First Amendment: Why Big Tech Should Be Left Alone
Twitter’s banning of Trump – an action also taken by other social media platforms, including Facebook, Instagram, YouTube and Snapchat – has opened a fierce debate about freedom of expression and who, if anyone, should control it in the United States.
Yet I’m perfectly OK with Trump’s ban, for reasons legal, philosophical and moral.
The ‘spirit’ of the First Amendment
To begin, it’s important to point out what kind of freedom of expression the First Amendment and its extension to local government via the Fourteenth Amendment protect. The Supreme Court, through various decisions, has ruled that the government cannot restrict speech, the press and other forms of communications media, whether it’s on the internet or in newspapers.
Twitter and other social media platforms are not the government. Therefore, their actions are not violations of the First Amendment.
But if we’re champions of freedom of expression, shouldn’t we nonetheless be distressed by any restriction on communication, be it via a government agency or a corporation?
I certainly am. I’ve called nongovernmental suppressions of speech to be violations of “the spirit of the First Amendment.”
Every time CBS bleeps a performance of a hip-hop artist on the Grammys, the network is, in my view, engaging in censorship that violates the spirit of the First Amendment. The same is true whenever a private university forbids a peaceful student demonstration.
These forms of censorship may be legal, but the government often lurks behind the actions of these private entities. For example, when the Grammys are involved, the censorship is taking place out of fear of governmental reprisal via the Federal Communications Commission.
When governmental suppression is sanctioned
So, why, then, am I OK with the fact that Twitter and other social media platforms took down Trump’s account? And, while we’re at it, why am I fine with Amazon Web Services removing the Trump-friendly social media outlet Parler?
First, a violation of the spirit of the First Amendment is never as serious as a violation of the First Amendment itself.
When the government gets in the way of our right to freely communicate, Americans’ only recourse is the U.S. Supreme Court, which all too often has supported the government – wrongly, in my view.
The court’s 1919 “clear and present danger” and 1978 “seven dirty words” decisions are among the most egregious examples of such flouting of the First Amendment. The 1919 decision qualified the crystal-clear language of the First Amendment – “Congress shall make no law” – with the vague exception that government could, in fact, ban speech in the face of a “clear and present danger.” The 1978 decision defined broadcast language meriting censorship with the even vaguer “indecency.”
And a government ban on any kind of communication, ratified by the Supreme Court, applies to any and all activity in the United States – period – until the court overturns the original decision.

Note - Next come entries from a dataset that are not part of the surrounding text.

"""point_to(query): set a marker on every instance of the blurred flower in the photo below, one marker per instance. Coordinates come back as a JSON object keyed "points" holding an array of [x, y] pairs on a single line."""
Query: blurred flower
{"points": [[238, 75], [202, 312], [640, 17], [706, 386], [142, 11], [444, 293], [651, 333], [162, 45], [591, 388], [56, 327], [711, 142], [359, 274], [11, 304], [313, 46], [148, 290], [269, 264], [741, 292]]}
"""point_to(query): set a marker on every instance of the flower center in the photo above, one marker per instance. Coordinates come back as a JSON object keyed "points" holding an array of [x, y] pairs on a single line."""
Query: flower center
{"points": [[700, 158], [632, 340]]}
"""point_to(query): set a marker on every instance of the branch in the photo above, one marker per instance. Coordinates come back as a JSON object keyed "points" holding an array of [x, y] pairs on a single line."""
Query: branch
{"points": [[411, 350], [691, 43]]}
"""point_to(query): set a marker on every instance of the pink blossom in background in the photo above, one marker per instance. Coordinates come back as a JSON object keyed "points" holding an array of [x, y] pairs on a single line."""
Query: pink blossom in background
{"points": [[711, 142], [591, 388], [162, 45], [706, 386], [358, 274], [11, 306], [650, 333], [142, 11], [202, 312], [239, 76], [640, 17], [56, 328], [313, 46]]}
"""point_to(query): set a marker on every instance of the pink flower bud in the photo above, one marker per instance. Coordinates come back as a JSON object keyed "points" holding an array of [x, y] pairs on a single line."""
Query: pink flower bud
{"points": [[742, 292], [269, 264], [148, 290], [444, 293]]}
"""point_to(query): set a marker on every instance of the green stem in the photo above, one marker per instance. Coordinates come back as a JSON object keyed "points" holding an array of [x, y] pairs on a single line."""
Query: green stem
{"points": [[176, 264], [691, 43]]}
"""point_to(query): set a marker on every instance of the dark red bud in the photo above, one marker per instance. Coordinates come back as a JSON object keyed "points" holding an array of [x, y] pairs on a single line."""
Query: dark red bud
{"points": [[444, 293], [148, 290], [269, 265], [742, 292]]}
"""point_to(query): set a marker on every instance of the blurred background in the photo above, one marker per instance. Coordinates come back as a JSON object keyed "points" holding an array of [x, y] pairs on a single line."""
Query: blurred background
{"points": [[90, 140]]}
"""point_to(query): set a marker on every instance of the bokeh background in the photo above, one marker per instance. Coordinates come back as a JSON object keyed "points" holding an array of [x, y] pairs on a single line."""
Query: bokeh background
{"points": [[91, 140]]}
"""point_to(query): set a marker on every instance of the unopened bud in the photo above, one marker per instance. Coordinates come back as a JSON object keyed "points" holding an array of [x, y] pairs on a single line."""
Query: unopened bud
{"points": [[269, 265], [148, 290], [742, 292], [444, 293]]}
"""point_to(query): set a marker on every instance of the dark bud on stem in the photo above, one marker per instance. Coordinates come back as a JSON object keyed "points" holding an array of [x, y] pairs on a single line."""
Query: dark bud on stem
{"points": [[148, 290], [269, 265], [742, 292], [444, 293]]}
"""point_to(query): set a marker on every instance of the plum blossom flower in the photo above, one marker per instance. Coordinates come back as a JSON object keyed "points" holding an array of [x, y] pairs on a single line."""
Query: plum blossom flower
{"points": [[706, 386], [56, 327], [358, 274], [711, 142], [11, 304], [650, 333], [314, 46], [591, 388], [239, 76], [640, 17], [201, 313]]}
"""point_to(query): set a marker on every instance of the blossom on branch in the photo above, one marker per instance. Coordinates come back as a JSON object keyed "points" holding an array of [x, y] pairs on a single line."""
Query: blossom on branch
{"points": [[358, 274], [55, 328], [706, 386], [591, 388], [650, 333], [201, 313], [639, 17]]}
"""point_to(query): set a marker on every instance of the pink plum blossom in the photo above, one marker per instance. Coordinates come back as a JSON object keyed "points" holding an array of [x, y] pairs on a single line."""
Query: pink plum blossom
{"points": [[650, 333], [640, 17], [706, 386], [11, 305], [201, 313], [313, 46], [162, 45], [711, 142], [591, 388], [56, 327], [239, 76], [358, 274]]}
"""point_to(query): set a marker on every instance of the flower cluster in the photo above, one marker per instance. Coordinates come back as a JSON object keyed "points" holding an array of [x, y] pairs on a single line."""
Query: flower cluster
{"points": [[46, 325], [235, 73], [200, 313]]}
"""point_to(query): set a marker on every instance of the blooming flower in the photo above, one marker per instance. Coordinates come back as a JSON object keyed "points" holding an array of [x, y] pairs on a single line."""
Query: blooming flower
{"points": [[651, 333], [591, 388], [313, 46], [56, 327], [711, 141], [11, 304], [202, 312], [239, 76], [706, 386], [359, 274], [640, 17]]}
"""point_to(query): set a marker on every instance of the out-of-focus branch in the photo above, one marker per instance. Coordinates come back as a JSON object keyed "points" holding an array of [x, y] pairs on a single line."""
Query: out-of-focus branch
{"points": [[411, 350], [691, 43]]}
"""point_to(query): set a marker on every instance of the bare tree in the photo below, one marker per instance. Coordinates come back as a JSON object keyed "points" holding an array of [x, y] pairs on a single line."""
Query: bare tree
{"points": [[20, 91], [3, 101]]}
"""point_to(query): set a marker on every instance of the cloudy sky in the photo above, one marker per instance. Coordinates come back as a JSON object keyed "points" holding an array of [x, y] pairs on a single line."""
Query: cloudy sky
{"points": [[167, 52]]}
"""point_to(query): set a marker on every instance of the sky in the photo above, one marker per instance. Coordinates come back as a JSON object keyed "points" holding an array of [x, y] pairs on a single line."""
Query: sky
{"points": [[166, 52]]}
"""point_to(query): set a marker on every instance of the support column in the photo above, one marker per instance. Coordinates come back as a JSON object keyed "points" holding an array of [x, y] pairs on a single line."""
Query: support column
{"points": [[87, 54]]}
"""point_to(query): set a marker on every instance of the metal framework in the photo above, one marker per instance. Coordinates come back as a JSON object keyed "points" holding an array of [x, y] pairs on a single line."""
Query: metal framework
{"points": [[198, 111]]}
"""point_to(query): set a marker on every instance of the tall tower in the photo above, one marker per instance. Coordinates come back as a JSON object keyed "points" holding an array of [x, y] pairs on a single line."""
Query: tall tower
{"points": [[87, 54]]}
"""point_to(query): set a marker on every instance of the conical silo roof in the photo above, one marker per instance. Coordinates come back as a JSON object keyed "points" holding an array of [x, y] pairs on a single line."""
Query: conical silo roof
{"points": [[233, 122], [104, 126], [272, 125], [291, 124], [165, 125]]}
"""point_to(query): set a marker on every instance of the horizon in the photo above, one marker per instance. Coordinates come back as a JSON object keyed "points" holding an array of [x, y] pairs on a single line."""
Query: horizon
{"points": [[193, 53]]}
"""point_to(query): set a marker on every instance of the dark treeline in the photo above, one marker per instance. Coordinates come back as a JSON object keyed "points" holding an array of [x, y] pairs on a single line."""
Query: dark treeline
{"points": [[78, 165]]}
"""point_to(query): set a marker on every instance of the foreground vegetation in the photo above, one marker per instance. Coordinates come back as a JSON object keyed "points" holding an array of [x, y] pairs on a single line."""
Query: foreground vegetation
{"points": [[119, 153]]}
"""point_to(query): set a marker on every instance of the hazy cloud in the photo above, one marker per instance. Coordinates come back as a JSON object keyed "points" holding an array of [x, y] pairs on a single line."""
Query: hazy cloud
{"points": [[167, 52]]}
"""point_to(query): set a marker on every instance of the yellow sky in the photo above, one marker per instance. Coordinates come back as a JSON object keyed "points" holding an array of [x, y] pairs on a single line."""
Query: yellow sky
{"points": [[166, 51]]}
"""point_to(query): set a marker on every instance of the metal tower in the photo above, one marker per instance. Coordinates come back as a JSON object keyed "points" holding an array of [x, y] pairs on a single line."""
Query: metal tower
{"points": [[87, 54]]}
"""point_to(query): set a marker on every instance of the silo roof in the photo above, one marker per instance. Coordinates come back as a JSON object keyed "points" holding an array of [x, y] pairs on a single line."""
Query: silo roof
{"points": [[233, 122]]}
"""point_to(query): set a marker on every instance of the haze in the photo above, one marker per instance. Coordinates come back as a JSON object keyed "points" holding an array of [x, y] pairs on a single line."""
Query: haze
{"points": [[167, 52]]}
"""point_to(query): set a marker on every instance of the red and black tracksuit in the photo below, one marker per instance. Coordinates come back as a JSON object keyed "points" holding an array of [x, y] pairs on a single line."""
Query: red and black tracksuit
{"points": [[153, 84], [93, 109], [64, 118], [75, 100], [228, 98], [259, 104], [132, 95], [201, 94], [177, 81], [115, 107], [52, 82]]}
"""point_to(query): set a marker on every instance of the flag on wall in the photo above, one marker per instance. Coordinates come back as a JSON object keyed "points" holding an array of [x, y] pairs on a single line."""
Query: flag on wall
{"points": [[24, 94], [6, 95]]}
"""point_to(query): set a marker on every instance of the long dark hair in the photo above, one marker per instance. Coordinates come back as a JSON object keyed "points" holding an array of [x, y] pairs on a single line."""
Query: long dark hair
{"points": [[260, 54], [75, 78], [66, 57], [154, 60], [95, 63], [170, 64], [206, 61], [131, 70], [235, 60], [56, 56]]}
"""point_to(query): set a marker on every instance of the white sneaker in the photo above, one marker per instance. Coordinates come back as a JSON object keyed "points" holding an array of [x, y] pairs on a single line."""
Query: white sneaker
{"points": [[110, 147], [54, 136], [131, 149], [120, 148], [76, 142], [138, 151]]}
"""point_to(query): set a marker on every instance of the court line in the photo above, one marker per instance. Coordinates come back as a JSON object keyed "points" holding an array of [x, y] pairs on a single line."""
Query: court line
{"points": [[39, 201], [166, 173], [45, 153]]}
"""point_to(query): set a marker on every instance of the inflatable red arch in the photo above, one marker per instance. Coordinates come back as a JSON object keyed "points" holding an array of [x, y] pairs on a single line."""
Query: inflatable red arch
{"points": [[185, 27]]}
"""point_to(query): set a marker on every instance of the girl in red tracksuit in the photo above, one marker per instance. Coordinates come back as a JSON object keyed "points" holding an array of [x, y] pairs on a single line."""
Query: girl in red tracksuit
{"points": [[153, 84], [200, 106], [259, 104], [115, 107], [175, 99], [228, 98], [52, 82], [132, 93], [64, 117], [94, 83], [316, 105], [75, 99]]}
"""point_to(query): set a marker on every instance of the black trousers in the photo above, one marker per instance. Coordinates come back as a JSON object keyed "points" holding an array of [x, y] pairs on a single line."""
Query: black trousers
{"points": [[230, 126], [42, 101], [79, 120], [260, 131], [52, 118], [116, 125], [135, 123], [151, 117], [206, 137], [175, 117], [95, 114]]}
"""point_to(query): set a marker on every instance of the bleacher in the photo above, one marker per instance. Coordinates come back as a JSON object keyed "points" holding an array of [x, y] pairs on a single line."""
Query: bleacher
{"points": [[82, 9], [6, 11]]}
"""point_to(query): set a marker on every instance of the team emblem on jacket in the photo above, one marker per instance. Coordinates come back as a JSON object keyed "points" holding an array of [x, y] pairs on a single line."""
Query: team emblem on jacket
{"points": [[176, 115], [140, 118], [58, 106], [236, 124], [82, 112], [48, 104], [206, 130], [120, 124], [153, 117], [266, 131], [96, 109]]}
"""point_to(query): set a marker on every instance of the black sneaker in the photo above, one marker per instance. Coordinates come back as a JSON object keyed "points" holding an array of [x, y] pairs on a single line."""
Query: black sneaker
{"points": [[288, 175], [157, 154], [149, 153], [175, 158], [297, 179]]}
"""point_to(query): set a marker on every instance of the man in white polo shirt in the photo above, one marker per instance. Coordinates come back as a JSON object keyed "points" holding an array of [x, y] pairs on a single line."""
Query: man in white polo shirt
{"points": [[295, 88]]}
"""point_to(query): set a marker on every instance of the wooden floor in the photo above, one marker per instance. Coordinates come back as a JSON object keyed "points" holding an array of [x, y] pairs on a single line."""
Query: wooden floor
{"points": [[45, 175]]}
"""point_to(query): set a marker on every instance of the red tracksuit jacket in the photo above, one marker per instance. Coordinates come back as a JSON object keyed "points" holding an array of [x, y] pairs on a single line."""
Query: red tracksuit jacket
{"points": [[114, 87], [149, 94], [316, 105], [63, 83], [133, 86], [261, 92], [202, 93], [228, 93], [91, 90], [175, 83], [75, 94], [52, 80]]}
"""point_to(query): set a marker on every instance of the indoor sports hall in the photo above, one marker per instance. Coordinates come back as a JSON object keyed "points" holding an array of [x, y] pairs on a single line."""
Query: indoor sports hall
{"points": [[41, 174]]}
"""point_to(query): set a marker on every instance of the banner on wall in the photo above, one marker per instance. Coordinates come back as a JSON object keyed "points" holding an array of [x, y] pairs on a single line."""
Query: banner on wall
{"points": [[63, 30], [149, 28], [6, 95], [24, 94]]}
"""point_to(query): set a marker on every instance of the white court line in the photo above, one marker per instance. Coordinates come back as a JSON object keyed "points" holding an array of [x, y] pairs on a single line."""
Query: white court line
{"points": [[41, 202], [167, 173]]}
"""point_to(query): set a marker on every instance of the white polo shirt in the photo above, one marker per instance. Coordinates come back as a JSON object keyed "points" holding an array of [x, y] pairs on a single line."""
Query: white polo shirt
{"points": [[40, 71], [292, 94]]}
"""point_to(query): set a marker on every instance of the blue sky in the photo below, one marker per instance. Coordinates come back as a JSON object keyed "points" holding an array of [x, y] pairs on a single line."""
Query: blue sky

In contrast, social media users can take their patronage elsewhere if they don’t approve of a decision made by a social media company. Amazon Web Services, though massive, is not the only app host available. Parler may have already found a new home on the far-right hosting service Epik, though Epik disputes this.
The point is that a corporate violation of the spirit of the First Amendment is, in principle, remediable, whereas a government violation of the First Amendment is not – at least not immediately.
Second, the First Amendment, let alone the spirit of the First Amendment, doesn’t protect communication that amounts to a conspiracy to commit a crime, and certainly not murder.
I would argue that it’s plainly apparent that Trump’s communication – whether it was suggesting the injection of disinfectant to counteract COVID-19 or urging his supporters to “fight” to overturn the election – repeatedly endangered human life.
Be careful what you wish for
Given that Trump was still president – albeit with just a few weeks left in office – when Twitter banned him, that ban was, indeed, a big deal.
Jack Dorsey, co-founder and CEO of Twitter, appreciated both the need and perils of such a ban, tweeting, “This moment in time might call for this dynamic, but over the long term it will be destructive to the noble purpose and ideals of the open internet. A company making a business decision to moderate itself is different from a government removing access, yet can feel much the same.”
In other words, a company that violates the spirit of the First Amendment can “feel much the same” to the public as government actually violating the First Amendment.
To be sure, I think it’s concerning that a powerful cohort of social media executives can deplatform anyone they want. But the alternative could be far worse.
Back in 1998, many were worried about the seeming monopolistic power of Microsoft. Although the U.S. government won a limited antitrust suit, it declined to pursue further efforts to break up Microsoft. At the time, I argued that problems of corporate predominance tend to take care of themselves and are less powerful than the forces of a free marketplace.
Summoning the U.S. government to counter these social media behemoths is the proverbial slippery slope. Keep in mind that the U.S. government already controls a sprawling security apparatus. It’s easy to envision an administration with the ability to regulate social media not wielding that power to protect the freedoms of users but instead using it to insulate themselves from criticism and protect their own power.
We may grouse about the immense power of social media companies. But keeping them free from the far more immense power of the government may be crucial to maintaining our freedom.